Libertad y coacción laboral


Una crítica común contra el liberalismo es que defiende a los ricos, a los empresarios, a los empleadores, y no a los pobres, a los trabajadores, a los empleados: estos últimos deben renunciar a su autonomía al someterse a la voluntad de quienes pagan su salario para poder sobrevivir; los débiles son coaccionados por los poderosos, sufren violencia económica estructural; el capitalista explota al trabajador y se apropia de la plusvalía; no es aceptable que las partes de un contrato tengan muy diferente poder de negociación, siendo unos muy fuertes y con muchas opciones y otros muy débiles y con escasas o nulas alternativas.

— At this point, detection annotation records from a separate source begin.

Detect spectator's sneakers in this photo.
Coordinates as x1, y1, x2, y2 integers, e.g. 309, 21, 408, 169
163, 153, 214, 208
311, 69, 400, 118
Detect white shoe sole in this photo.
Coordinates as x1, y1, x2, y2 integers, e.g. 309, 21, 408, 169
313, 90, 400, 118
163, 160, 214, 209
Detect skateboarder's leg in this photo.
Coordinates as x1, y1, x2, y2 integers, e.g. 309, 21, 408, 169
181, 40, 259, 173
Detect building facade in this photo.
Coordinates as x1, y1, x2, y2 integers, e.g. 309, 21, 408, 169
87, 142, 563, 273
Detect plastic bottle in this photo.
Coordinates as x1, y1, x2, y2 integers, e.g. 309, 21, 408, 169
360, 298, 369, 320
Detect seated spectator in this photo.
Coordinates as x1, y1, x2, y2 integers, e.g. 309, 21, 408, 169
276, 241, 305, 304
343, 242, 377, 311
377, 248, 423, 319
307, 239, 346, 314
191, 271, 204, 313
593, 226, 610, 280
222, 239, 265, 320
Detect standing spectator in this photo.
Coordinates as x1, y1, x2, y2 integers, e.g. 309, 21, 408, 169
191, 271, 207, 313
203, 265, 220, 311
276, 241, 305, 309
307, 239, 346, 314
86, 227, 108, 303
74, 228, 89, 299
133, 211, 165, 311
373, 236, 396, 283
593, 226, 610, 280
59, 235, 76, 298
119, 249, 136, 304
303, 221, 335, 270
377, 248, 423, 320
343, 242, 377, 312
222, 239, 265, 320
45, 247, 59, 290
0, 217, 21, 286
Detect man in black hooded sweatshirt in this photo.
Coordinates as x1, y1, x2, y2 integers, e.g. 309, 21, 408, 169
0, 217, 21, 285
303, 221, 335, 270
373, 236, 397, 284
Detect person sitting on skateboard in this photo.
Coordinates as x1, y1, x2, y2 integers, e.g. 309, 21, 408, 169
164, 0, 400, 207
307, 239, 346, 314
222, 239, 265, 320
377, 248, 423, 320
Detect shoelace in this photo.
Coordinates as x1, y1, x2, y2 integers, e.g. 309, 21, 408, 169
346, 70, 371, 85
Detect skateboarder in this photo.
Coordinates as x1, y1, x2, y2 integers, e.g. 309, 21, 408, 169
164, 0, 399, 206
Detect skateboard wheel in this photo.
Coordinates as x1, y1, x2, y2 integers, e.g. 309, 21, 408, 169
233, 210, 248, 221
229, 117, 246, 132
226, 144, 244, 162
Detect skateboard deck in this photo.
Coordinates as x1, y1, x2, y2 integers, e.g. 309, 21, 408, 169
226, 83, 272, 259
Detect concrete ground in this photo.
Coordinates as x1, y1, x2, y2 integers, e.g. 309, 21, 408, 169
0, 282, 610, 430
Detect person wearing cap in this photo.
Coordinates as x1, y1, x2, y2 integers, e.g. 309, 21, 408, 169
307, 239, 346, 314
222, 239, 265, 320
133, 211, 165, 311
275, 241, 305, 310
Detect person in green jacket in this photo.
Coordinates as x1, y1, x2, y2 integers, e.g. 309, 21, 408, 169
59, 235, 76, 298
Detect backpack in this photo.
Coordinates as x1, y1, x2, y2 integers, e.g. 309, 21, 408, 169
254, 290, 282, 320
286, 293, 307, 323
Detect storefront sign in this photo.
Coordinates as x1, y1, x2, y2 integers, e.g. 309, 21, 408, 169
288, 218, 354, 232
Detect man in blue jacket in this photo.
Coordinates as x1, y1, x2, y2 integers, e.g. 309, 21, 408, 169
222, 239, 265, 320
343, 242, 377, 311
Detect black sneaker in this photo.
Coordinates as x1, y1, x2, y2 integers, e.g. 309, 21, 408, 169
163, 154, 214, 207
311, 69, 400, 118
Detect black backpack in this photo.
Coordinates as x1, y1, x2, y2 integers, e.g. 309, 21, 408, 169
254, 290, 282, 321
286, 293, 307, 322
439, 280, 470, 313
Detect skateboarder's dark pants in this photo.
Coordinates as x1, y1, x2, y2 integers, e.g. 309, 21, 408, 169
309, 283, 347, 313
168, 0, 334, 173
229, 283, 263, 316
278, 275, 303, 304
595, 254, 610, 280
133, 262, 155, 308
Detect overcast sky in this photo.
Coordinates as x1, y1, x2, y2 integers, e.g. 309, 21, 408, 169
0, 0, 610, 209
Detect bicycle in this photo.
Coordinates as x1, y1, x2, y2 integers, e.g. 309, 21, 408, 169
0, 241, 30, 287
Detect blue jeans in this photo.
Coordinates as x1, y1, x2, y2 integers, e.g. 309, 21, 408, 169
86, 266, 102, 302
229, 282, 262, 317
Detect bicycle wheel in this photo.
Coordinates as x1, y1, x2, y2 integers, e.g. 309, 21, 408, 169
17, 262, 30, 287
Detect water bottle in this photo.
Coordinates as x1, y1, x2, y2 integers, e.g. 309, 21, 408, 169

Según esta línea de argumentación falaz y tramposa, a los liberales no nos preocupa la libertad del trabajador, sólo la del capitalista (quizás porque nosotros mismos somos ricos egoístas o trabajamos como mercenarios a su sueldo): somos indiferentes e insensibles a su dolor. Estamos obsesionados contra la coacción estatal pero ignoramos completamente la coacción privada que se produce en las relaciones laborales.



Uno de los atributos esenciales de la ética de la libertad, quizás mal comprendido y difícil de asumir, es su recursividad, reflexividad o autoreferencia: cada individuo es soberano para renunciar a su propia libertad; uno es libre para dejar de ser libre. Es posible aceptar de forma voluntaria restricciones o limitaciones al ejercicio de la voluntad. Es perfectamente legítimo para un agente limitar su propia autonomía, eliminando posibilidades de decisión o cediendo el control a otros. Defender la libertad implica aceptar que las personas pueden decidir renunciar a su autonomía (normalmente de forma parcial) porque con ello obtienen algo que valoran más.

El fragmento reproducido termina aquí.